Introduction: Dr. Warwick Bishop is a practicing cardiologist and author dedicated to improving patient care through heart health education. In this episode, he provides a comprehensive breakdown of cholesterol tests, explaining what each component measures and why understanding these numbers matters for assessing cardiovascular risk.


Key Takeaways:

  • Fasting for 8 hours before a cholesterol test is optimal; fasting longer than 12-14 hours can skew results as the body makes metabolic adjustments.

  • Total cholesterol measures all cholesterol in the blood and should ideally be around 5-5.5 millimoles per litre.

  • Triglycerides are free fats in the bloodstream and should be below 2 millimoles per litre; elevated levels may indicate recent eating, diabetes risk, or excess weight.

  • HDL cholesterol is "good cholesterol" that removes cholesterol from tissues and returns it to the liver; levels should ideally exceed 1 millimole per litre.

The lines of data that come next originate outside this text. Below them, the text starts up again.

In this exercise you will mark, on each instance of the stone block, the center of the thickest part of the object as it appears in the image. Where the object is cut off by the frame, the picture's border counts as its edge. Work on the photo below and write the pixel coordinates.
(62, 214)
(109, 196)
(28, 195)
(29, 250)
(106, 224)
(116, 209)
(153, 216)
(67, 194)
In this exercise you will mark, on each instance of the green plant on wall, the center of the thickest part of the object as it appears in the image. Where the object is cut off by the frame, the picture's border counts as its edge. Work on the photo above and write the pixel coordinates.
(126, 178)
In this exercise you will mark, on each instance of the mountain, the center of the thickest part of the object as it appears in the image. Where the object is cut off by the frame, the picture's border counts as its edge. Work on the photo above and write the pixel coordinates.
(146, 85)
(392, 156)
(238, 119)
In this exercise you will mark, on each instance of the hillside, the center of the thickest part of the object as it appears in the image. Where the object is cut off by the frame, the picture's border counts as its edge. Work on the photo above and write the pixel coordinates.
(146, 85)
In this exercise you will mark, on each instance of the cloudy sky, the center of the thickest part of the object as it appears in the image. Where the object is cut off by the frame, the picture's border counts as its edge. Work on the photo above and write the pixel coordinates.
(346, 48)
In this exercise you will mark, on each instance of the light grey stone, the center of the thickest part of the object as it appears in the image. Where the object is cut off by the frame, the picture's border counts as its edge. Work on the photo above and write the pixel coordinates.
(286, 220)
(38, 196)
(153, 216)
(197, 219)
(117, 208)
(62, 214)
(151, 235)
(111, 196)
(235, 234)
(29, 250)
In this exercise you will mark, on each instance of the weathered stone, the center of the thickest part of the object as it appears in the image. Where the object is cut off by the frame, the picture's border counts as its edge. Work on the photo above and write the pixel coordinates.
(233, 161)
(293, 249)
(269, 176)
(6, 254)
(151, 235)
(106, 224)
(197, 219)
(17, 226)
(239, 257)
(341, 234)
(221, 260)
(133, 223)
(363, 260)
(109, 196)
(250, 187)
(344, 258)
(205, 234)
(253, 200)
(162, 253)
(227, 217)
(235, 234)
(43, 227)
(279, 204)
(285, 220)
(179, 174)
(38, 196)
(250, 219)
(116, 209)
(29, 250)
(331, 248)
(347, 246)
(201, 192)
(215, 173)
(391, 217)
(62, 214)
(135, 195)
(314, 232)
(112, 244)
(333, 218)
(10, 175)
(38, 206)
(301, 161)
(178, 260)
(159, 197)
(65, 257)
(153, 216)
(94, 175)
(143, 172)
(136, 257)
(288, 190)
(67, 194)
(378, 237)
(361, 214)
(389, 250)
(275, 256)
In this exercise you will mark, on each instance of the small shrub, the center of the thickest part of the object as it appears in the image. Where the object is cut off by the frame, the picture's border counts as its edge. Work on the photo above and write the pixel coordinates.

  • LDL cholesterol is "bad cholesterol" because extensive research shows that lowering it in high-risk patients leads to better health outcomes.

  • The cholesterol ratio (HDL to total cholesterol) should be less than 4, as lower ratios indicate a more favorable lipid profile.

  • Primary prevention guidelines recommend LDL cholesterol targets below 2 millimoles per litre, while secondary prevention (after a cardiac event) targets below 1.8 millimoles per litre.

  • Emerging research suggests even lower LDL targets below 1 millimole per litre may benefit high-risk patients with no adverse effects.

  • Dr. Bishop prefers fasting cholesterol tests because they allow simultaneous measurement of glucose and insulin levels to calculate insulin resistance using the HOMA calculation.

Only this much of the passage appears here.